Na forum Reddit jeden z użytkowników zdradził plany Bethesdy w stosunku do Skyrima. Nie jest to pewna informacja, bo sam użytkownik podaje się za przyjaciela jednego z twórców, co jest mało wiarygodne, ale nie wykluczone, że może się w tym kryć ziarnko prawdy. Na ten temat wypowiedział się Ricardo Gonzalez, programista z Bethesdy, twierdząc, że są to półprawdy zebrane z różnych wywiadów i kłamstw. Nie mniej, warto się temu przyjrzeć.
Zdaniem informatora, producenci mają w planach jeszcze dwa DLC do "Skyrima", zbliżone wielkością do "Dragonborna" (jeden ma być od niego mniejszy, a drugi większy). Pierwszy ma skupić się na początkach Nordów i kulturze Skyrim, ale także na śnieżnych elfach i krasnoludach. W drugim gracz będzie mógł wybrać nowego władcę regionu i weźmie udział w wojnie z elfami.
Poruszony został też problem Bethesdy z wersją dotychczasowych DLC na PS3. Podobno twórcy bardzo starają się, aby wyszły one na konsolę, ale napotykają problem za problemem w związku z prawidłowym działaniem dodatku. W zamian za długi czas oczekiwania, gracze otrzymają małe bonusy, jak ostatnio możliwość walki na koniu. Wśród tych bonusów użytkownik Reddit podaje sprzedawcę specjalnych zbroi dla towarzyszy i rozszerzenie na Prima Aprilis nawiązujące do poprzednich odsłon serii.

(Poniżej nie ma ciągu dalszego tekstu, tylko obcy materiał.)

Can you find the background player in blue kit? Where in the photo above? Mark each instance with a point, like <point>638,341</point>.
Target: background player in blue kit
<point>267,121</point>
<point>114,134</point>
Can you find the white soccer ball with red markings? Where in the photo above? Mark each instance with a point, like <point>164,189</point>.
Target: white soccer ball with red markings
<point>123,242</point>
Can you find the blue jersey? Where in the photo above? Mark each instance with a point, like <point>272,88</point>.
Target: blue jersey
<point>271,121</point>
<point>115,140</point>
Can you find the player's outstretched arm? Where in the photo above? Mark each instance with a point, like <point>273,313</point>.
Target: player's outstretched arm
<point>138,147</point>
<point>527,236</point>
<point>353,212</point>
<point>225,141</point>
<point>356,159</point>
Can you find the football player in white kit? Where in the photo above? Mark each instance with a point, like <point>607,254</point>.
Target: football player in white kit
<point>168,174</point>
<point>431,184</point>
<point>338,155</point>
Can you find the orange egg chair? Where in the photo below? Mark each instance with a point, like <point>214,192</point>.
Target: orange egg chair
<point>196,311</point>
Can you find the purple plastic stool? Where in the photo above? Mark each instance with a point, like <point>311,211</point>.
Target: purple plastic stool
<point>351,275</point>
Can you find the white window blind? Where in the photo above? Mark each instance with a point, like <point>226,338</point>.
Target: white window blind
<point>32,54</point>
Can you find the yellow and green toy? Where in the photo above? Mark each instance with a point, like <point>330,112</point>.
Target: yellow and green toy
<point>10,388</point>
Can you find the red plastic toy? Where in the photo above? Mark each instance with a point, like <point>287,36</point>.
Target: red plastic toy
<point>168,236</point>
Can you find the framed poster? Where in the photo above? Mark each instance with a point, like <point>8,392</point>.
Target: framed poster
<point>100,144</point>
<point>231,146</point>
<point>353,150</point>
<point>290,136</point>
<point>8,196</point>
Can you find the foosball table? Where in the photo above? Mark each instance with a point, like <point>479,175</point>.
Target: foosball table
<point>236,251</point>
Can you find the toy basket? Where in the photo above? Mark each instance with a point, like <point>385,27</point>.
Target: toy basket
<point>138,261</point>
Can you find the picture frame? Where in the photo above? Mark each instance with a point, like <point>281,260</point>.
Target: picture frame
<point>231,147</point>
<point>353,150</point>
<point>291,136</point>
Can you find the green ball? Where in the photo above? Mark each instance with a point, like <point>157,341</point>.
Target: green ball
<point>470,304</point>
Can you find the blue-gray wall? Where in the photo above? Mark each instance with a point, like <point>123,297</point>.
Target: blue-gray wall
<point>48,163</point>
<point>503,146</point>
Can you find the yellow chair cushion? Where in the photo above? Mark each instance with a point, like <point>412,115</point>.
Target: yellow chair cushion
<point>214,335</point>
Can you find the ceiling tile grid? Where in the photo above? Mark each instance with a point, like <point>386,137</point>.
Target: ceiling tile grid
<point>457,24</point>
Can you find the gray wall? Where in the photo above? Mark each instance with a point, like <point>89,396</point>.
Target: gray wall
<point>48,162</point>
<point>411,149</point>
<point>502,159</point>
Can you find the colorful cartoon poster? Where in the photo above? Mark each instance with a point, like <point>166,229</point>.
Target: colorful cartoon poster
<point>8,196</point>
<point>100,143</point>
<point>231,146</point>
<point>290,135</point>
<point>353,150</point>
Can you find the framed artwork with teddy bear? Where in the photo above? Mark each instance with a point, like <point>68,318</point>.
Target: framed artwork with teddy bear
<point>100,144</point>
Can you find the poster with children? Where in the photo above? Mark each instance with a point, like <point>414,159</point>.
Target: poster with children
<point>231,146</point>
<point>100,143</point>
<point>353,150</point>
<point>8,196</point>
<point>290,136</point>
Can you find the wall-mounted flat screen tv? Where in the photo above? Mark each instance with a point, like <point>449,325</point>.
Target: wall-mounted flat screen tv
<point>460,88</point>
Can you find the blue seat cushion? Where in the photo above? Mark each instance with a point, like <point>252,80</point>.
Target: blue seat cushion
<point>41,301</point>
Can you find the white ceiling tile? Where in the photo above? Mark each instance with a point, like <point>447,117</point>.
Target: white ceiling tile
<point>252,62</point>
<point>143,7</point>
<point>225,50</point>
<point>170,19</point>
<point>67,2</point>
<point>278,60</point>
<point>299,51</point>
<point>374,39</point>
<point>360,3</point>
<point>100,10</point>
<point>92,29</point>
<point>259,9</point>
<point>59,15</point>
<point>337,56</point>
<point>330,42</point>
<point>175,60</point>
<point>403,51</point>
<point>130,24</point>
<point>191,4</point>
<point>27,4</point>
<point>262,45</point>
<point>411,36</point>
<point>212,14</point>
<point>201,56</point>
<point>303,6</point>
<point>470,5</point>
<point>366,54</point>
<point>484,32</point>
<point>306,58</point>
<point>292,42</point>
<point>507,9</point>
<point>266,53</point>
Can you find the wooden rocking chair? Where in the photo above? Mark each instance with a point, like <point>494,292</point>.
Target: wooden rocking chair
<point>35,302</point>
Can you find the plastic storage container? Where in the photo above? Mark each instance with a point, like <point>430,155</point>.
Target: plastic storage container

Nowości, jakie mają zawitać do świata Skyrim, to także funkcja resetu skilli oraz nowa broń – włócznie. Czy te informacje okażą się prawdziwe? Miejmy nadzieję, że tak, bo nowe dodatki mogą wprowadzić ciekawe wątki do gry, a wszystko wskazuje na to, że najnowsze DLC, "Dragonborn" jest bardzo udane, o czym świadczy znakomita średnia ocen w serwisie metacritic.